Hillary Clinton was right when she said it was “pathetic” that President Bush had to beg the Saudis to drop the price of oil.

One cascading rationale he offered for invading Iraq was the benign domino theory, that bringing democracy to Iraq would sway the autocrats in the region to be less repressive.

But when W. visited Saudi Arabia and Egypt last week, he did not have the whip hand. He could not demand anything of the autocrats in the way of more rights for women and dissidents, much less get the Saudis to help on oil production. He needs their help in corralling Iran, which has been puffed up by the occupation of Iraq.

So he was a supplicant in Saudi Arabia. The American economy is a supplicant, too.

Two decades ago, we fretted that Japan was taking over America when Sony bought Columbia Pictures and Mitsubishi bought a chunk of Rockefeller Center. But they overpaid for everything.

Now, because of Wall Street’s overreaching, our economy depends on foreign oil and foreign loans to stay afloat.

China and Arab countries have a staggering amount of treasury securities.
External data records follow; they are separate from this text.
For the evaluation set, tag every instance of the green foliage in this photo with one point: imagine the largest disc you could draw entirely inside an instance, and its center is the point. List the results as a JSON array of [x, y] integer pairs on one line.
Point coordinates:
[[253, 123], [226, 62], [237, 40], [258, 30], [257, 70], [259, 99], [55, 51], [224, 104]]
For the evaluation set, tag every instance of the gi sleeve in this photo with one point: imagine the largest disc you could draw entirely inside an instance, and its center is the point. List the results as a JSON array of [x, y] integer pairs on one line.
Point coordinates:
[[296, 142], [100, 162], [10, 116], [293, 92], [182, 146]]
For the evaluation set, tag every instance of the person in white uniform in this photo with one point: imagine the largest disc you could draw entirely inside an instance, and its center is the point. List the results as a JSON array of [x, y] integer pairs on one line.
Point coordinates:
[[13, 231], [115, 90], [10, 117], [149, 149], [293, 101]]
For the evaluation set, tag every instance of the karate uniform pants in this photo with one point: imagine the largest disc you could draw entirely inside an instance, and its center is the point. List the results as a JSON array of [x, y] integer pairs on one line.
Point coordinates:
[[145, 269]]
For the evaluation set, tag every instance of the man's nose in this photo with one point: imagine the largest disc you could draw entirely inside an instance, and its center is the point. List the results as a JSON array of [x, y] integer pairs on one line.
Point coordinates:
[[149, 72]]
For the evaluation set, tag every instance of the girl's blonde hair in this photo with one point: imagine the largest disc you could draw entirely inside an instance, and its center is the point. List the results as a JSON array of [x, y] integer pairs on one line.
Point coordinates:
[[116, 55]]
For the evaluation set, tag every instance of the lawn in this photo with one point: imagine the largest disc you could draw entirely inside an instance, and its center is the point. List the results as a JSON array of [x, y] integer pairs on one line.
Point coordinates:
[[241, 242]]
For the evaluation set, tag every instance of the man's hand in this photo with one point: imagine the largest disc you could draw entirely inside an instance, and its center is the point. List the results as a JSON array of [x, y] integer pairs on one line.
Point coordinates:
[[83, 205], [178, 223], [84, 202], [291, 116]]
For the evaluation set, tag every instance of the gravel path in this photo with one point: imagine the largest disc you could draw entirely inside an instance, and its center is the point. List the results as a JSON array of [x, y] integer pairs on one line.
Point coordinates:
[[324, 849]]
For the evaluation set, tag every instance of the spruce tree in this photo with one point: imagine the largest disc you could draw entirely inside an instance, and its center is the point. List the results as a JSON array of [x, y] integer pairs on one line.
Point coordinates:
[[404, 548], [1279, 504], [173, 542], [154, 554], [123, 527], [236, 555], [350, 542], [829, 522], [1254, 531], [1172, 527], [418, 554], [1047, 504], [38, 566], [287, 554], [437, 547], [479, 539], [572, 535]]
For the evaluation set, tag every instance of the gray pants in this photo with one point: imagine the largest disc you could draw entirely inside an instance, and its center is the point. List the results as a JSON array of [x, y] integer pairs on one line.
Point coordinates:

And the oil-rich countries are sitting on so many petrodollars that they are looking beyond prestige hotels and fashion labels and taking advantage of the fire sale to buy eye-popping stakes in our major financial institutions.

Like the president, Citigroup and Merrill Lynch came with tin cups to Middle Eastern, Asian and American investors last week, for a combined total of nearly $19.1 billion, after the subprime mortgage debacle blew up their books.

Citigroup, which raised $7.5 billion from Abu Dhabi in November, raised another $12.5 billion, including from Singapore, Kuwait and Saudi Prince Walid bin Talal. Merrill Lynch gave $6.6 billion in preferred stock to Kuwait, South Korea, a Japanese bank and others.

(While the great sage Bob Rubin was advising Hillary Clinton on sound fiscal policy, he seemed to be asleep at the Citigroup switch.)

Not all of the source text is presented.